World Press Photo 2022 made by Amber Bracken for The New York Times

World Press Photo 2022 made by Amber Bracken for The New York Times

For the first time in the World Press Photo’s 67-year history, the World Press Photo of the Year is a photograph without any people in it.

Amber Bracken’s photograph commemorates the children who died at the Kamloops Indian Residential School, an institution created to assimilate Indigenous children, following the detection of as many as 215 unmarked graves in Kamloops, British Columbia.

Effendi said about the photograph: “This is a quiet moment of global reckoning for the history of colonization, not only in Canada but around the world.”

Residential schools began operating in the 19th century as part of a policy of assimilating people from various Indigenous communities into Western, and predominantly Christian, culture. Upwards of 150,000 children passed through the doors of residential schools, and at least 4,100 students died while at the schools, as a result of mistreatment, neglect, disease or accident.

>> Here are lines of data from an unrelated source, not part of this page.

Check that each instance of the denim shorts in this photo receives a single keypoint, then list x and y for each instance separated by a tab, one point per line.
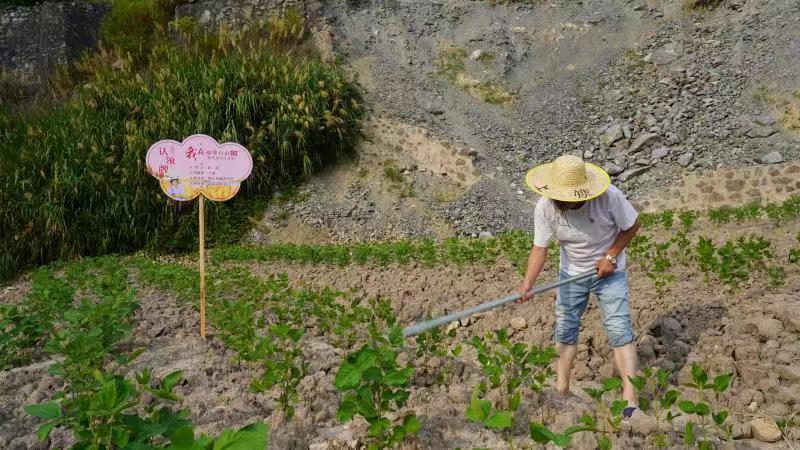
612	295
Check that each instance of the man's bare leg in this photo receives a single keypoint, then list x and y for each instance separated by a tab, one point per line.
566	356
626	360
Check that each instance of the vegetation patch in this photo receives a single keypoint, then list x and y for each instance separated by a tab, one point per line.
451	64
72	180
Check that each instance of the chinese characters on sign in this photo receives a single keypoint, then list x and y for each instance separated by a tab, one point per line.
199	165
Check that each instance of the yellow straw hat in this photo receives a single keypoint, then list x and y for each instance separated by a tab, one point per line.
568	179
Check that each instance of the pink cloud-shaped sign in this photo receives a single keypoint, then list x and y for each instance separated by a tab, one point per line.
199	166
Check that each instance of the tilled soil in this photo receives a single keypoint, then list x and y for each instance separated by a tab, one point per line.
753	333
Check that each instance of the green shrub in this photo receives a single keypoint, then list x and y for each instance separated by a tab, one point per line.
72	178
133	26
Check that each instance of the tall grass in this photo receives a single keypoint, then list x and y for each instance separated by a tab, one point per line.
72	177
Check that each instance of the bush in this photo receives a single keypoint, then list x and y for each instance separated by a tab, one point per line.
72	178
134	26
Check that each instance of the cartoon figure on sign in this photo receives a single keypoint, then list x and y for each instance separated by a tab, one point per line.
199	165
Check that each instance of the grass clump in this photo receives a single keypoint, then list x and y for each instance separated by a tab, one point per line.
451	65
72	179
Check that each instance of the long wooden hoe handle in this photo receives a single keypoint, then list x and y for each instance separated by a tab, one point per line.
420	327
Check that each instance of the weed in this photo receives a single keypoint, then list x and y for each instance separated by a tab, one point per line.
655	397
71	173
702	435
509	368
375	384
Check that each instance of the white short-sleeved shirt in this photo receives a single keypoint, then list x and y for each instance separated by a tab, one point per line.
584	234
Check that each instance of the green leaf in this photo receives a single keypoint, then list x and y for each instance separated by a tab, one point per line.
540	433
44	431
638	382
721	383
562	440
688	434
687	407
182	439
669	399
699	374
348	377
171	380
500	420
49	410
366	358
476	411
612	384
702	409
251	437
411	424
398	377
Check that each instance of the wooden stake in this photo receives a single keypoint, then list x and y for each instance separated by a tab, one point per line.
202	267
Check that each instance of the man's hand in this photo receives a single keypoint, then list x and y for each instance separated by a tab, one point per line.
604	268
525	293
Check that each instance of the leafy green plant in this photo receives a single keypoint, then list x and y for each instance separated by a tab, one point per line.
699	433
656	398
374	384
71	174
117	413
509	368
543	435
608	418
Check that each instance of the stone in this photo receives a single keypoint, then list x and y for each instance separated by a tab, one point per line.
641	423
632	173
519	323
769	328
685	159
665	54
741	431
613	169
791	372
773	157
765	430
763	120
642	141
611	135
760	132
660	152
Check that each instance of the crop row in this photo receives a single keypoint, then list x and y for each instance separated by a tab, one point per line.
102	408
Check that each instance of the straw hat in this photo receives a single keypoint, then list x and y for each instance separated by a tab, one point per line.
568	179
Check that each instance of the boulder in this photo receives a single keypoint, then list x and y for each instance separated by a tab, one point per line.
773	157
642	141
611	135
613	169
659	152
790	372
769	328
685	159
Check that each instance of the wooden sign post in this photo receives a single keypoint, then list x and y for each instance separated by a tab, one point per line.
199	167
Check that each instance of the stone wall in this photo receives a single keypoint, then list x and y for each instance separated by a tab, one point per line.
235	13
35	39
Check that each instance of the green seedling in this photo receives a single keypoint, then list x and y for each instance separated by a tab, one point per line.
656	398
374	385
512	367
699	433
118	413
608	418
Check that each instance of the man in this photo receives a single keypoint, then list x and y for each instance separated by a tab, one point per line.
593	222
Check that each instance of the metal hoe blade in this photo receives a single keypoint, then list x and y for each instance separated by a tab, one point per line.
420	327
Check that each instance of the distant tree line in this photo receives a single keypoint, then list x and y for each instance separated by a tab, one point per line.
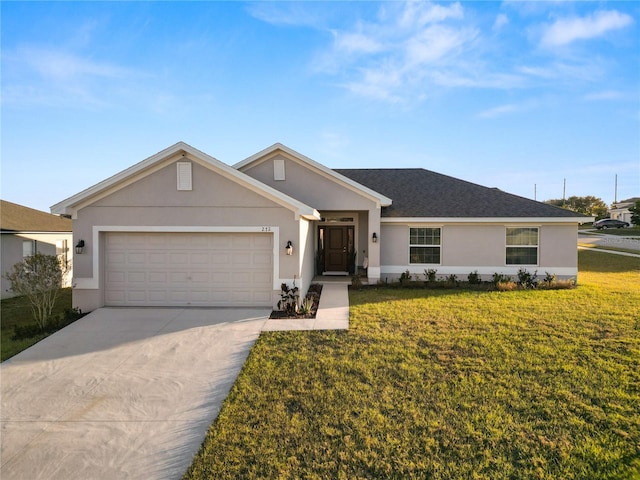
589	205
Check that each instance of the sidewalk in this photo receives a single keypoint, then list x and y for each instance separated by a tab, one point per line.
332	314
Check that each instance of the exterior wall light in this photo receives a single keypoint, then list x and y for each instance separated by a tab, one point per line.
80	247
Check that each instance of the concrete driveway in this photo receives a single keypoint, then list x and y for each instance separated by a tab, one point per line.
121	393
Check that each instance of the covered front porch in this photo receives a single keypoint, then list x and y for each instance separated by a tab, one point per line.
346	244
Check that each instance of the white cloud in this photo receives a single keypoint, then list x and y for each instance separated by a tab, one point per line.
499	111
501	21
59	78
418	14
605	95
396	55
568	30
356	42
59	65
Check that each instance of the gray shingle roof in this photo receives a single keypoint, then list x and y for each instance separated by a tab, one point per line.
417	192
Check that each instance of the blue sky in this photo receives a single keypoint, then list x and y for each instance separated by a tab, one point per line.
514	95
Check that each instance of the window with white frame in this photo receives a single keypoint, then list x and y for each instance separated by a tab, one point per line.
522	246
424	244
28	248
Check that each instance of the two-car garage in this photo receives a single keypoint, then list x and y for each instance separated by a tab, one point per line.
188	269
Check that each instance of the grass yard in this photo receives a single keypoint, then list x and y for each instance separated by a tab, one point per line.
16	311
446	384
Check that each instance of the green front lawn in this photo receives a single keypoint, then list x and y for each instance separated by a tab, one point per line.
446	384
622	232
16	311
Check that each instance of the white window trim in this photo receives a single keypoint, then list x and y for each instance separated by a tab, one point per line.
425	245
536	246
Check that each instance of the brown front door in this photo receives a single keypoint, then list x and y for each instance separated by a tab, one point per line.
337	243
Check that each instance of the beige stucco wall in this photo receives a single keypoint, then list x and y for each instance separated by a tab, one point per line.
154	201
325	195
480	247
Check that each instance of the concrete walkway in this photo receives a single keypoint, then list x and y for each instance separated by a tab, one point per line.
130	393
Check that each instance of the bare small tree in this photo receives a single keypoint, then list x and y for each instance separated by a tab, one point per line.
39	278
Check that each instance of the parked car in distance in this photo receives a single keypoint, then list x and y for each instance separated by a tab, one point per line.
610	223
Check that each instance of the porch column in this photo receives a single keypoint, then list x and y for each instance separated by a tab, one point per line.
373	272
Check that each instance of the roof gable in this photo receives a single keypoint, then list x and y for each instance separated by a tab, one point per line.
17	218
421	193
158	161
329	173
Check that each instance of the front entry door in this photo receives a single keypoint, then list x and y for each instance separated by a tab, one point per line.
338	242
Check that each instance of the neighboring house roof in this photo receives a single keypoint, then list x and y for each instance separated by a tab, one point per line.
417	192
17	218
333	174
625	203
151	164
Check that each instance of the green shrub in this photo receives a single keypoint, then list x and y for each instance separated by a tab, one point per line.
526	279
473	278
405	278
500	278
430	275
30	330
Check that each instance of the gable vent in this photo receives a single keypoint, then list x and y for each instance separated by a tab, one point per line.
184	176
278	169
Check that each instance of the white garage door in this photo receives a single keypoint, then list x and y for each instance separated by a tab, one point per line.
188	269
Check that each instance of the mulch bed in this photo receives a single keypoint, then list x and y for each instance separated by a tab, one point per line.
313	293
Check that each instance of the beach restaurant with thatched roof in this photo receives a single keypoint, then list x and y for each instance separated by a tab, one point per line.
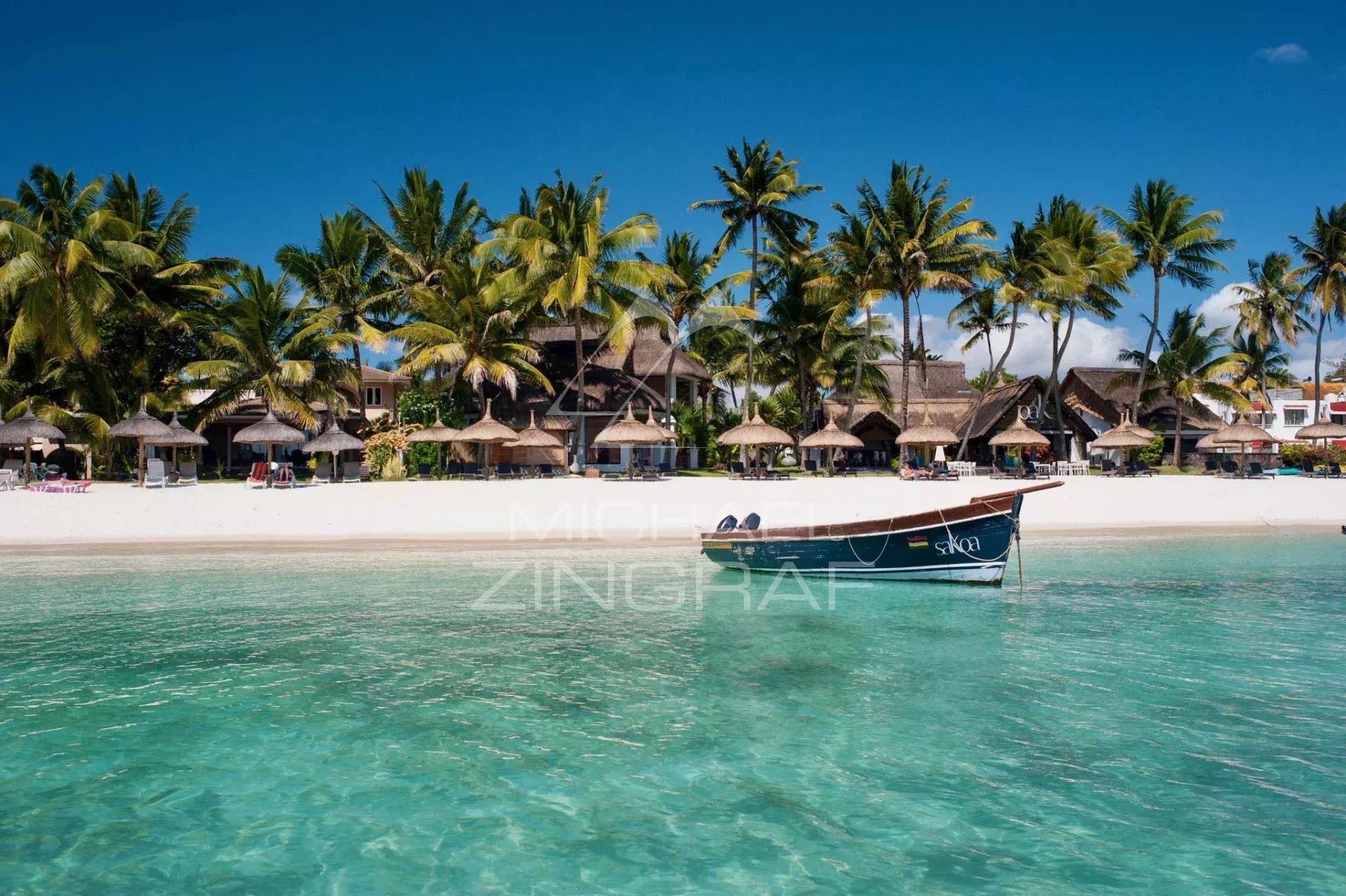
944	393
637	376
1092	395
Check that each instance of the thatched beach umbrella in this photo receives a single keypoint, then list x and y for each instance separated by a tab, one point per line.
629	431
1124	435
488	431
927	433
756	432
23	431
1242	433
1211	442
269	432
178	437
437	433
831	436
533	437
336	440
140	427
1325	430
1021	435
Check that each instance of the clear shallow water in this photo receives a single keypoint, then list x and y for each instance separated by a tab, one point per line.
1148	714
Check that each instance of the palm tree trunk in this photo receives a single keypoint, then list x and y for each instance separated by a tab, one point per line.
580	448
669	392
1056	381
1177	436
987	385
906	355
859	366
993	377
1144	362
1318	367
747	391
360	379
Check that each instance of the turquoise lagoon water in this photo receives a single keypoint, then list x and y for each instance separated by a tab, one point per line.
1150	714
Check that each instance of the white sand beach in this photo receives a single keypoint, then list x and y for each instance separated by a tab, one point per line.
578	509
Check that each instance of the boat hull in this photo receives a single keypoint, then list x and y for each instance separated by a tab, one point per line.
964	544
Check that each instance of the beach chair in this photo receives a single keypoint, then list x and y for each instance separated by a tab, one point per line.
285	477
256	477
155	475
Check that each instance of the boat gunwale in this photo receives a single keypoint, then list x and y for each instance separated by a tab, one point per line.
998	505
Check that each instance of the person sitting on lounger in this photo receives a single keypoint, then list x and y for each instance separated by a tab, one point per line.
911	473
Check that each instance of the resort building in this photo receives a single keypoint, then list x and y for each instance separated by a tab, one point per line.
1291	409
1091	393
942	392
613	380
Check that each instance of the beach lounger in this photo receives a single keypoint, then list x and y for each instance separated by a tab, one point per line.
155	474
256	477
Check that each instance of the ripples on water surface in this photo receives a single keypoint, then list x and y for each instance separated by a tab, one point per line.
1151	713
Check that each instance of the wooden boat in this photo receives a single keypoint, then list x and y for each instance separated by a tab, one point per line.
965	543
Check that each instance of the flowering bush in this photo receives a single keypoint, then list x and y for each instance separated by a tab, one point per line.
381	448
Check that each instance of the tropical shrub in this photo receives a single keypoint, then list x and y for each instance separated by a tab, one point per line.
1154	452
381	448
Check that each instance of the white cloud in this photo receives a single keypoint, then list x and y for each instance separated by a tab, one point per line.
1216	307
1284	54
1092	345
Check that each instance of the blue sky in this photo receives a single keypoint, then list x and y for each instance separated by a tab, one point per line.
269	117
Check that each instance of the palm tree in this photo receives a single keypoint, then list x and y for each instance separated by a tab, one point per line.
1270	306
1088	265
686	294
796	330
979	315
582	272
1324	275
346	276
1192	362
858	272
759	184
468	325
924	241
260	344
64	263
1173	241
1260	366
1017	273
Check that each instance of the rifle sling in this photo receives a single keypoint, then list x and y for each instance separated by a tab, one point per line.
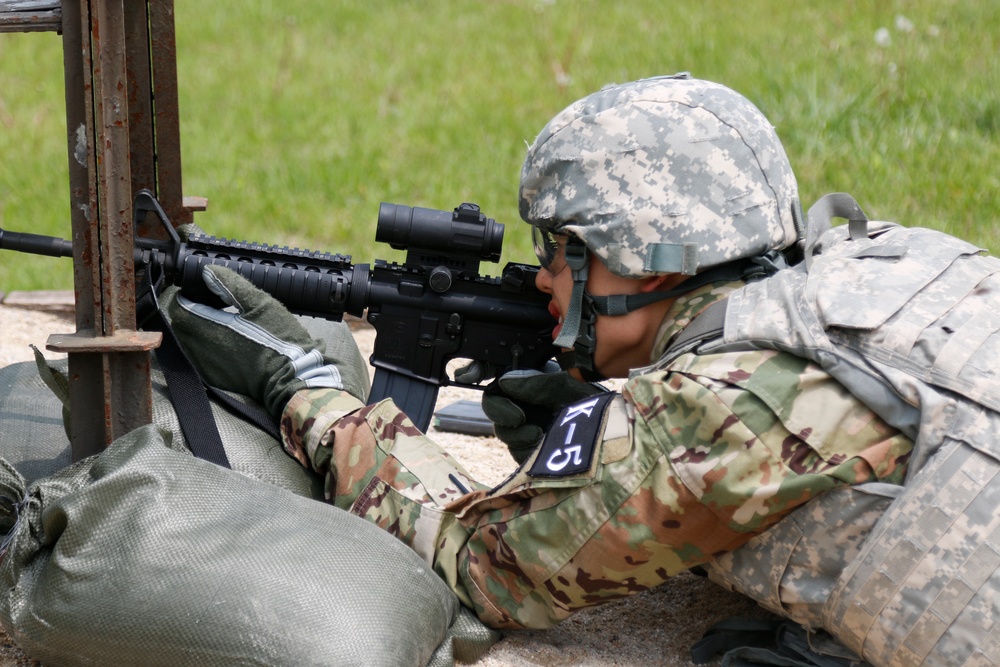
188	392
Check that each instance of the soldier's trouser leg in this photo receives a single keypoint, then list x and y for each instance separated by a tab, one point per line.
529	552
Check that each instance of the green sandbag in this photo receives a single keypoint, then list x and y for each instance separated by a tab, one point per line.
146	555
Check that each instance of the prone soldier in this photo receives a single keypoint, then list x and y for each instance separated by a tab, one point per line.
778	462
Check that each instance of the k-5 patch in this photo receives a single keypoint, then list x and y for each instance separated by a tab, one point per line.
569	445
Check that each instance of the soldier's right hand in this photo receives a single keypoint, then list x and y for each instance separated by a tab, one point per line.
522	404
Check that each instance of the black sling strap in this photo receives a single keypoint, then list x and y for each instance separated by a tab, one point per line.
188	392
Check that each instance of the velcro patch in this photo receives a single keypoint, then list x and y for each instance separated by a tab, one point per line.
569	445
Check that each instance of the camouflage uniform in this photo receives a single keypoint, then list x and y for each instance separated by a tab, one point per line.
695	460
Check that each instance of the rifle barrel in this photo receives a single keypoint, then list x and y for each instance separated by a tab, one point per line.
36	244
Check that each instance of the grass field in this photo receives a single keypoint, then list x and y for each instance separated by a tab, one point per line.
299	116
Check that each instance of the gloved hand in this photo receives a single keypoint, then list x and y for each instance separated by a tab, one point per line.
262	351
522	405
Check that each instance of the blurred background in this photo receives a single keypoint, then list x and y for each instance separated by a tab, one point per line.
299	116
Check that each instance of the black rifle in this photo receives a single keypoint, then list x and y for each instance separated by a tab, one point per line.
433	308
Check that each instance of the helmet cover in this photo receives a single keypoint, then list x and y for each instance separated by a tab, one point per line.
662	175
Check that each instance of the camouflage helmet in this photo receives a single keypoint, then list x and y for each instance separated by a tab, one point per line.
662	175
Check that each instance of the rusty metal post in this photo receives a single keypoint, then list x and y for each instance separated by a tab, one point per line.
109	361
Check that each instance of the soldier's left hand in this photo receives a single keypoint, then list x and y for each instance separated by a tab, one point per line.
261	350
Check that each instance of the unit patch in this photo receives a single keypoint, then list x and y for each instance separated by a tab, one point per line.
571	440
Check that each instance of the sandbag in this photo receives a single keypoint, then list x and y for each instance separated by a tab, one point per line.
146	555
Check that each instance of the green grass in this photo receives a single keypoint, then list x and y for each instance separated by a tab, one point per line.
299	117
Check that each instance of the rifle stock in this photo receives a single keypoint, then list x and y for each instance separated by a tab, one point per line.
433	308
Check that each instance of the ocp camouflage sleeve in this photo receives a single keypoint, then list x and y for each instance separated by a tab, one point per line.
693	460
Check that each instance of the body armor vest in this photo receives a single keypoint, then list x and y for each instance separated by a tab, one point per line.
907	319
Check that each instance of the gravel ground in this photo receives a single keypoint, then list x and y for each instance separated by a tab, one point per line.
653	628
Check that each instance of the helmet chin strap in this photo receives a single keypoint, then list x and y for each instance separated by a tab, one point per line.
579	330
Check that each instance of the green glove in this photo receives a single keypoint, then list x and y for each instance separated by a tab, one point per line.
262	350
522	405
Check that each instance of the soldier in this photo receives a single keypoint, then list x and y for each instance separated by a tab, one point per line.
649	202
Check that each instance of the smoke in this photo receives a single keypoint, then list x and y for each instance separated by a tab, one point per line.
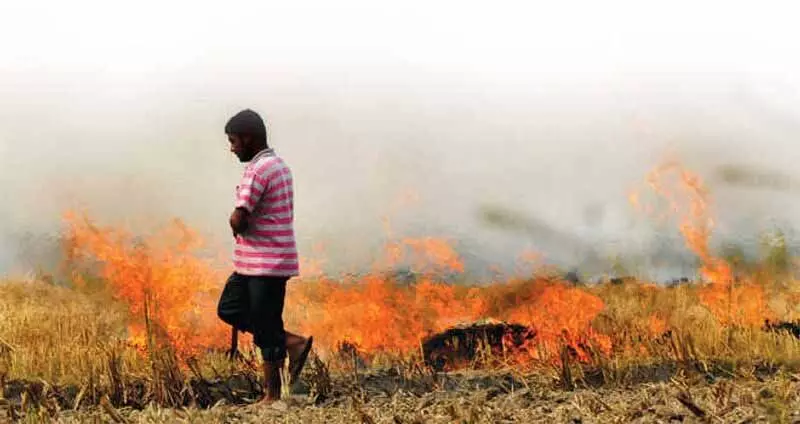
131	131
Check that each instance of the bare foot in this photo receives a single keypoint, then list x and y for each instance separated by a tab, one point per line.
298	354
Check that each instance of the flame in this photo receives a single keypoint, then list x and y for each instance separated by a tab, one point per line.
688	198
170	293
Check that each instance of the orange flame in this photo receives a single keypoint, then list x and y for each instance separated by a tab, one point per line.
738	305
170	293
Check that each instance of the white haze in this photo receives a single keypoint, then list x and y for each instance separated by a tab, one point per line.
553	111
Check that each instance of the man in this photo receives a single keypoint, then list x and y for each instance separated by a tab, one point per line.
265	255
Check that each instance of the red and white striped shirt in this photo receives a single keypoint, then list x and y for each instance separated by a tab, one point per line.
268	246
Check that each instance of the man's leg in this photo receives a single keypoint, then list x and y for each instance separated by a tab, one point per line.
266	317
234	306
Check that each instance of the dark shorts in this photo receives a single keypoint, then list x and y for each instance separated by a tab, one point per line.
255	304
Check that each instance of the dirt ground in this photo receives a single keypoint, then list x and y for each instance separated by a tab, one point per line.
497	399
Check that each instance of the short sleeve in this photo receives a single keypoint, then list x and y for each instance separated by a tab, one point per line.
251	188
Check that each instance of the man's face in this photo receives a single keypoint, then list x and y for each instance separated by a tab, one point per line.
241	147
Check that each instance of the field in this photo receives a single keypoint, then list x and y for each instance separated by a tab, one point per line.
129	334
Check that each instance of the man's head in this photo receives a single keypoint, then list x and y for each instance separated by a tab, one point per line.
247	134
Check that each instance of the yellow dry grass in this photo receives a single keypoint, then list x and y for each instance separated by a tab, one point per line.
65	337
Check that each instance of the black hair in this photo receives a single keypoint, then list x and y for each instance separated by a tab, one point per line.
247	122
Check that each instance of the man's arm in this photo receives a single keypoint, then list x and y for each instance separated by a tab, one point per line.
238	221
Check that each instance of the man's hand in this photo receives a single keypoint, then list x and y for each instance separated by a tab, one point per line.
238	221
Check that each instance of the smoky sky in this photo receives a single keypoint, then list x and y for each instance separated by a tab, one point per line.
418	114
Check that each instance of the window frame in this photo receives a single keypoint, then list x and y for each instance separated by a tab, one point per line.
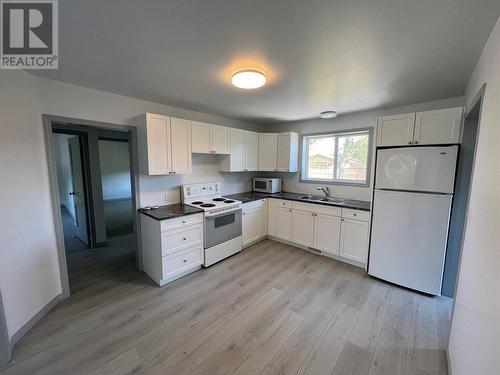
303	155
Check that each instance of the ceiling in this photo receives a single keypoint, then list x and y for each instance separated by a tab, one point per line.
343	55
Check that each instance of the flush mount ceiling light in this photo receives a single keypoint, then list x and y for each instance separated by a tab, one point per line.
328	114
248	79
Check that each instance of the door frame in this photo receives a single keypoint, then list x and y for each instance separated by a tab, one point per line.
89	207
51	121
478	100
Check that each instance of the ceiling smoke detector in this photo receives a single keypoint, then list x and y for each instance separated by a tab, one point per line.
328	114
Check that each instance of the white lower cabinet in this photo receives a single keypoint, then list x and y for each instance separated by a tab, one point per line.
254	222
303	227
327	233
284	222
333	230
354	240
171	248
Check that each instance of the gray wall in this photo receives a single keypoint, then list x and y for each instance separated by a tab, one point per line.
366	119
475	331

Bracken said about her photograph: “Colonial history is not ancient history [...] this is a living history that survivors are still grappling with. If we want to talk about reconciliation or healing, we need to really hold and honor the heart that still exists there.”

The story gained relevance again this month when Pope Francis apologized to a Canadian First Nations delegation for the Catholic Church's role in the country's residential school system.

Pope Francis said during a speech at the Vatican: “I feel sorrow and shame – for the role that a number of Catholics, particularly those with educational responsibilities, have had in all these things that wounded you, in the abuses you suffered and in the lack of respect shown for your identity, your culture and even your spiritual values. All these things are contrary to the Gospel of Jesus Christ. For the deplorable conduct of those members of the Catholic Church, I ask for God's forgiveness and I want to say to you with all my heart: I am very sorry.”

Bracken is the fifth female World Press Photo of the Year winner. Her recent work has focused on the ongoing legacy of intergenerational trauma from residential schools for Cree and Metis youth, Wet'suwet'en reoccupation and land rights fights, the overrepresentation of un-housed Indigenous people displaced in their historic territories, and interrogating the impact of race in her own family.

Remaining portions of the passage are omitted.